Parsing the string in seq and performing the lookahead in instances is a bit more serialization-friendly. You can set the value string normally (though it must not contain any U+0000 code points particularly if it comes from a user, otherwise it won't be read back properly), ensure that the code_units list has a correct length (the contents won't matter) and then disable writing of the code_units instance (see https://doc.kaitai.io/serialization.html#_parse_instances).

Python code to handle serialization of the strz_utf_16_test.ksy spec above

from kaitaistruct import KaitaiStream
from strz_utf_16_test import StrzUtf16Test

r = StrzUtf16Test()
r.before_string = 803_200_000

my_s = StrzUtf16Test.StrzUtf16(None, r, r._root)
my_s.value = "Hello \U0001F44B"
my_s.term = 0
my_s.code_units = [0x0000] * (len(my_s.value.encode('utf-16le')) // 2 + 1)
my_s.code_units__to_write = False
my_s._check()

r.my_string = my_s
r.after_string = 48_160_000
r._check()

import io
_io = KaitaiStream(io.BytesIO(bytearray(4 + 2 * len(r.my_string.code_units) + 4)))
r._write(_io)

output = _io.to_byte_array()
print(output.hex(' '))  # 00 dc df 2f 48 00 65 00 6c 00 6c 00 6f 00 20 00 3d d8 4b dc 00 00 00 dd de 02

This trick does however require you to be able to write an expression to calculate the start address, which can become tricky if the string is located behind other variable-size structures or within a type definition.

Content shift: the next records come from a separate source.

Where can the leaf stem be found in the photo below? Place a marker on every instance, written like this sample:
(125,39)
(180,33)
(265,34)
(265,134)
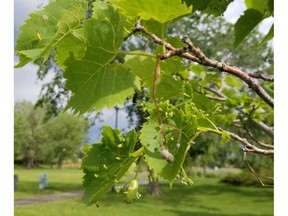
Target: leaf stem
(137,153)
(136,53)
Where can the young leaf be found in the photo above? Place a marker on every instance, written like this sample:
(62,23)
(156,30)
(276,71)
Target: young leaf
(178,129)
(245,24)
(213,7)
(45,29)
(260,5)
(162,10)
(106,162)
(93,81)
(225,137)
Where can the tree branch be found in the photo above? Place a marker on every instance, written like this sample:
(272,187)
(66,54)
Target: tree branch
(259,75)
(248,147)
(252,83)
(256,140)
(203,60)
(221,96)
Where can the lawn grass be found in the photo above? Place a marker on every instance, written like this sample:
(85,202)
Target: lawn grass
(206,197)
(67,179)
(64,180)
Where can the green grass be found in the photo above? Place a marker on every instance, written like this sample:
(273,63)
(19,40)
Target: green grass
(68,179)
(206,197)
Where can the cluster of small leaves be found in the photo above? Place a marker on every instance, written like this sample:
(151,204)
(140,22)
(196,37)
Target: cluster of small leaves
(106,162)
(99,74)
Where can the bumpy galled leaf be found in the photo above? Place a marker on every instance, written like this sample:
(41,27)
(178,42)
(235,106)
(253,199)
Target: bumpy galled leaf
(161,10)
(45,29)
(93,80)
(178,129)
(106,162)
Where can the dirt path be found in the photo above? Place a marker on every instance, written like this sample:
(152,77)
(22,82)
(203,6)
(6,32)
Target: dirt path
(48,198)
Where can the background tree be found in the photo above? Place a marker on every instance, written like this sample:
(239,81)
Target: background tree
(63,137)
(188,95)
(28,122)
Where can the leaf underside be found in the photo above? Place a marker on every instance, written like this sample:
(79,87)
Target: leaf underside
(106,162)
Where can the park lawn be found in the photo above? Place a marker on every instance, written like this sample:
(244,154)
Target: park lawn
(206,197)
(64,180)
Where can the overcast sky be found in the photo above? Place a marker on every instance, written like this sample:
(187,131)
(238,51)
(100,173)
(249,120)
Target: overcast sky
(26,86)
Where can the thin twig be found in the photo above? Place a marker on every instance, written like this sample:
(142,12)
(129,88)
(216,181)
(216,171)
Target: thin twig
(203,60)
(221,96)
(256,140)
(259,75)
(253,171)
(248,147)
(252,83)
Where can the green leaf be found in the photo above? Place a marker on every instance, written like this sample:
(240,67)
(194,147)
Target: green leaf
(132,192)
(213,7)
(245,24)
(179,128)
(94,82)
(234,81)
(95,86)
(167,86)
(162,11)
(217,7)
(45,29)
(260,5)
(225,137)
(269,36)
(107,162)
(159,29)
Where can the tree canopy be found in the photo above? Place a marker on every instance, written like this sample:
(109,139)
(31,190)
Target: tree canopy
(189,91)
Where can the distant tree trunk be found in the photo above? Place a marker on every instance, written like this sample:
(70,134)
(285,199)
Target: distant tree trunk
(60,163)
(30,163)
(204,170)
(153,187)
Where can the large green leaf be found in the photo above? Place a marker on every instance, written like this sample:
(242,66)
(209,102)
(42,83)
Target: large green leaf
(106,162)
(93,81)
(179,128)
(161,10)
(45,29)
(260,5)
(245,24)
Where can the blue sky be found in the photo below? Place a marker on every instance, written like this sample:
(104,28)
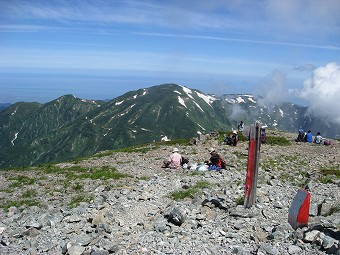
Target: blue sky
(102,49)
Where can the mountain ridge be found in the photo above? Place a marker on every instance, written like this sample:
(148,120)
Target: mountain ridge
(69,127)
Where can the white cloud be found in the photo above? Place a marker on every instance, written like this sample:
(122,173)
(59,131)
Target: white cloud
(322,92)
(273,89)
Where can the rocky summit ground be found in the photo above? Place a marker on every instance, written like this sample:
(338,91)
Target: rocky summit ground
(125,203)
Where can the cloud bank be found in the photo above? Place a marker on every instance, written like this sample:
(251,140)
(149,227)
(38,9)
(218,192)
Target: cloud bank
(322,92)
(273,89)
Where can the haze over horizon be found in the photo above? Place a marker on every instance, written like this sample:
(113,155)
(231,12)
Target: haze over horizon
(282,50)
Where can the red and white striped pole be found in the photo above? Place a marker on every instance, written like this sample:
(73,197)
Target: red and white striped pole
(253,165)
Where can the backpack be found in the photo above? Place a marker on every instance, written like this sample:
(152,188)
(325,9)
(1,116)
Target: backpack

This limitation can be eliminated using _io.pos (as you can see in the above .ksy snippet; see also https://doc.kaitai.io/user_guide.html#_streams). Since the code_units instance is invoked just before value can be parsed, the _io.pos expression gives the current position relative to the current stream that can be directly used in pos. Also, instances are cached, so even if code_units is requested later (when _io.pos would probably give a different value), it's not parsed again - the getter simply returns the cached value from the first invocation.

Jun 10 '23 14:06 generalmimon

@generalmimon

Well you know your way around Kaitai way better than me, so I'll take your word for it being idiomatic ^^ I did not know about _io.pos or that instances can be evaluated before the main sequence is finished. Your variation makes the whole thing look much cleaner than what I cobbled together and it has the major advantage of being plug-and-play. I'm pretty happy with that as a solution.

Jun 10 '23 16:06 AtomCrafty

Another implementation I've used in the past to get UTF-16 support. Using the as_string instance does the conversion from UTF-16LE to the native encoding.

unicode_16:
  seq:
    - id: first
      size: 0
      if: start_ >= 0
    - id: c
      type: u2
      repeat: until
      repeat-until: _ == 0
    - id: last
      size: 0
      if: end_ >= 0
  instances:
    start_:
      value: _io.pos
    end_:
      value: _io.pos
    as_string:
      pos: start_
      type: str
      size: end_ - start_ - 2
      encoding: UTF-16LE

Feb 09 '24 17:02 t0xicCode